The school website is here
In summary a score of 68% - russulatastic!
- Room Quality - 1/10 Spartan is the word, twin single beds, nylon carpet, desks and cupboards with the ability to padlock them (bring a padlock if you want to make things secure). Some rooms had fans (mine didn't) so expect a hot night when it is warm. Communal bathrooms, with 'youth sized' shower cubicles. Europeans who will probably wake early, had better turn the taps on about 15 minutes before they want to wash/shower with warm water. Here is some additional advice (pack pyjamas (or the equivalent), pack twice as many clothes as you think you will need, pack shampoo, conditioner, soap, and maybe even a towel and robe. Pack insect repellant (DEET is the only stuff that works, apparently, also take anti-itch cream). Prepare yourself mentally to potentially share a room with an adult you do not know.
- Getting There - 5/10 A couple of hours by bus from Boston, maybe an hour from Manchester NH airport.
- Cost - 8/10 - paid as part of the conference fees - very good value for money in my view.
- Phone reception - 2/10 - Very patchy signal, no pay-phones nearby.
- Internet - 8/10 - Good fast internet, both wireless (in my room, but not all) and ethernet. However, the IP range of the network there was the same as my works, so I had some odd behaviors....

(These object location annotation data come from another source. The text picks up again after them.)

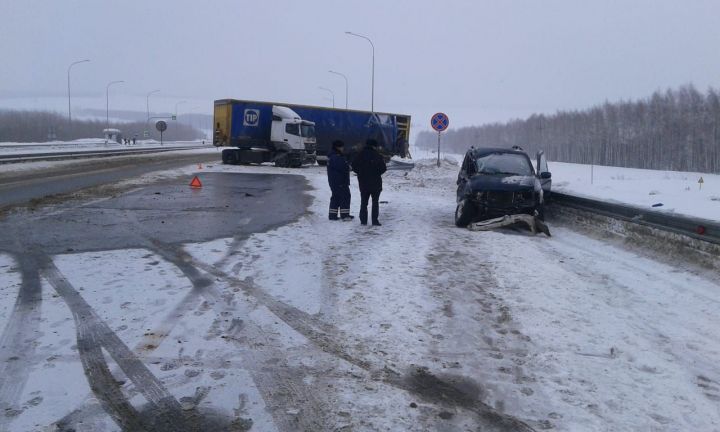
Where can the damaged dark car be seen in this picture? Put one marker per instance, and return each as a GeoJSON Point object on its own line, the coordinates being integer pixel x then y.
{"type": "Point", "coordinates": [495, 182]}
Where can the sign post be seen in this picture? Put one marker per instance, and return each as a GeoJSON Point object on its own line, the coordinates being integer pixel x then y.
{"type": "Point", "coordinates": [161, 126]}
{"type": "Point", "coordinates": [439, 122]}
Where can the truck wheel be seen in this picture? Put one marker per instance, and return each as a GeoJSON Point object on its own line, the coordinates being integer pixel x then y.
{"type": "Point", "coordinates": [282, 162]}
{"type": "Point", "coordinates": [464, 213]}
{"type": "Point", "coordinates": [229, 157]}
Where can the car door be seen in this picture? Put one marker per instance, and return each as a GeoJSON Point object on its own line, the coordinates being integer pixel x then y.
{"type": "Point", "coordinates": [463, 177]}
{"type": "Point", "coordinates": [543, 174]}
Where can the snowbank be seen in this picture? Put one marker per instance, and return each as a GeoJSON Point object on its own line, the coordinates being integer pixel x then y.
{"type": "Point", "coordinates": [675, 192]}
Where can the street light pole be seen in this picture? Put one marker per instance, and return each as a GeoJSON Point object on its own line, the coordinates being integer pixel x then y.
{"type": "Point", "coordinates": [147, 103]}
{"type": "Point", "coordinates": [70, 67]}
{"type": "Point", "coordinates": [176, 105]}
{"type": "Point", "coordinates": [346, 84]}
{"type": "Point", "coordinates": [331, 92]}
{"type": "Point", "coordinates": [107, 102]}
{"type": "Point", "coordinates": [372, 94]}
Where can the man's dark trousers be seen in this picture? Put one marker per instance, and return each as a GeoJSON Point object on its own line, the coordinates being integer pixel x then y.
{"type": "Point", "coordinates": [364, 198]}
{"type": "Point", "coordinates": [340, 200]}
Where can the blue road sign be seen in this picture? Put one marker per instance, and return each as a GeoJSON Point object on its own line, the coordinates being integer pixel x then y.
{"type": "Point", "coordinates": [440, 122]}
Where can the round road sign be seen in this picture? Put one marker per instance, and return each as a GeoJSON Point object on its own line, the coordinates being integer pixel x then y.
{"type": "Point", "coordinates": [440, 122]}
{"type": "Point", "coordinates": [161, 126]}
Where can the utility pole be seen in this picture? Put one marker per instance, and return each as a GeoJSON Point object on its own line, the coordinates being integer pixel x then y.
{"type": "Point", "coordinates": [346, 84]}
{"type": "Point", "coordinates": [107, 102]}
{"type": "Point", "coordinates": [70, 67]}
{"type": "Point", "coordinates": [331, 92]}
{"type": "Point", "coordinates": [372, 94]}
{"type": "Point", "coordinates": [147, 103]}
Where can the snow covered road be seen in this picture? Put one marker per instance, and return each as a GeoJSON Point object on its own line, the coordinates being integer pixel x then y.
{"type": "Point", "coordinates": [318, 325]}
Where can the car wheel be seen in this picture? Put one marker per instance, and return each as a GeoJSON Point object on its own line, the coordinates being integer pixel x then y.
{"type": "Point", "coordinates": [464, 213]}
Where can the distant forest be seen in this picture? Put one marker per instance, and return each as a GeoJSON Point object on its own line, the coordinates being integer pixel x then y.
{"type": "Point", "coordinates": [673, 130]}
{"type": "Point", "coordinates": [42, 126]}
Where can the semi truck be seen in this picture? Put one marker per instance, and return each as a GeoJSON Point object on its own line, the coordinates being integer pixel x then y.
{"type": "Point", "coordinates": [248, 127]}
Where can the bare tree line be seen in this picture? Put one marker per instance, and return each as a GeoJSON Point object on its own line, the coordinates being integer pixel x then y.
{"type": "Point", "coordinates": [42, 126]}
{"type": "Point", "coordinates": [672, 130]}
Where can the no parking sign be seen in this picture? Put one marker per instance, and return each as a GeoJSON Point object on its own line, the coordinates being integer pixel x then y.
{"type": "Point", "coordinates": [440, 122]}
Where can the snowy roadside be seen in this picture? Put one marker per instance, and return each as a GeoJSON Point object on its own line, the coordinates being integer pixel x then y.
{"type": "Point", "coordinates": [563, 332]}
{"type": "Point", "coordinates": [671, 191]}
{"type": "Point", "coordinates": [663, 191]}
{"type": "Point", "coordinates": [49, 166]}
{"type": "Point", "coordinates": [565, 342]}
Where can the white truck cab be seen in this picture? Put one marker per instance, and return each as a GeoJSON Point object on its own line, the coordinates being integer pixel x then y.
{"type": "Point", "coordinates": [291, 133]}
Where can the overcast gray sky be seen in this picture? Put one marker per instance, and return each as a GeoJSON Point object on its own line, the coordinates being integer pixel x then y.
{"type": "Point", "coordinates": [479, 61]}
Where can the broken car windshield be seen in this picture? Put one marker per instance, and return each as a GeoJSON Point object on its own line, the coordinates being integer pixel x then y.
{"type": "Point", "coordinates": [503, 164]}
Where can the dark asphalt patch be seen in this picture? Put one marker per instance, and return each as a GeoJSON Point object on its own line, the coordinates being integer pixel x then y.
{"type": "Point", "coordinates": [35, 185]}
{"type": "Point", "coordinates": [228, 205]}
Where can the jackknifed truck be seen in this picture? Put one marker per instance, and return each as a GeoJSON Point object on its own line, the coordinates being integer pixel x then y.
{"type": "Point", "coordinates": [292, 135]}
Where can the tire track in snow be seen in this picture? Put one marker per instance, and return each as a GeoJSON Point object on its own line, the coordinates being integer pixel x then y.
{"type": "Point", "coordinates": [280, 386]}
{"type": "Point", "coordinates": [93, 334]}
{"type": "Point", "coordinates": [332, 341]}
{"type": "Point", "coordinates": [17, 344]}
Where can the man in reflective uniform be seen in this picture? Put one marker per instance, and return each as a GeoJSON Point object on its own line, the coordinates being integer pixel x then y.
{"type": "Point", "coordinates": [369, 166]}
{"type": "Point", "coordinates": [339, 180]}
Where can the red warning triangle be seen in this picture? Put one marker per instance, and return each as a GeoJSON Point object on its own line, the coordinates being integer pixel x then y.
{"type": "Point", "coordinates": [195, 182]}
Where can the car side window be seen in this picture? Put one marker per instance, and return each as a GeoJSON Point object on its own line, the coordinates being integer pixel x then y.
{"type": "Point", "coordinates": [543, 164]}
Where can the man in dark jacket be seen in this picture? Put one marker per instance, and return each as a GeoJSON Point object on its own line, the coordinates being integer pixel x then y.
{"type": "Point", "coordinates": [339, 179]}
{"type": "Point", "coordinates": [369, 166]}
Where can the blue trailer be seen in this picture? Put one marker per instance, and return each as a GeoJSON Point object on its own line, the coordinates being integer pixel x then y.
{"type": "Point", "coordinates": [249, 125]}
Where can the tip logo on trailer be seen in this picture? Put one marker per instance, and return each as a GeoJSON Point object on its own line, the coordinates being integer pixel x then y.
{"type": "Point", "coordinates": [251, 117]}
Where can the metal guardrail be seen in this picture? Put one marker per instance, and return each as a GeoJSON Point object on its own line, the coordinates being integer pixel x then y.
{"type": "Point", "coordinates": [697, 228]}
{"type": "Point", "coordinates": [34, 157]}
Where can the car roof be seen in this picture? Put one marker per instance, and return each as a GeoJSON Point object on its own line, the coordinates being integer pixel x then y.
{"type": "Point", "coordinates": [481, 151]}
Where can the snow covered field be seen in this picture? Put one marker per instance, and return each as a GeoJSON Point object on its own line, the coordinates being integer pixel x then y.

- Conference facilities - 8/10. Good, high quality facilities, projectors, wireless networking in the conference room, good acoustics, well equipped (there is however a striking picture on the wall of one of the rest-rooms in the conference hall).
- Mushroom factor - 9/10 - In a word - Fantastic - many new species for me, loads of russulas, amanitas, boletes, and excellent amphibian fauna too. If you go into the woods at all - take insect repellant for the mosquitos - West Nile virus and Eastern Equine Encephalitis are very, very minor risks there, but most of all they love blood and they are very strong and hungry lil fellas. If you want to take photos at ground level (where the majority of the mozzies seem to loiter), expose no patches of skin, and even consider wearing cotton gloves (seriously). There are also a lot of ticks, so long trousers and socks are an essential. Unlike the UK, there is no 'right to roam', so make sure you have permission to forage.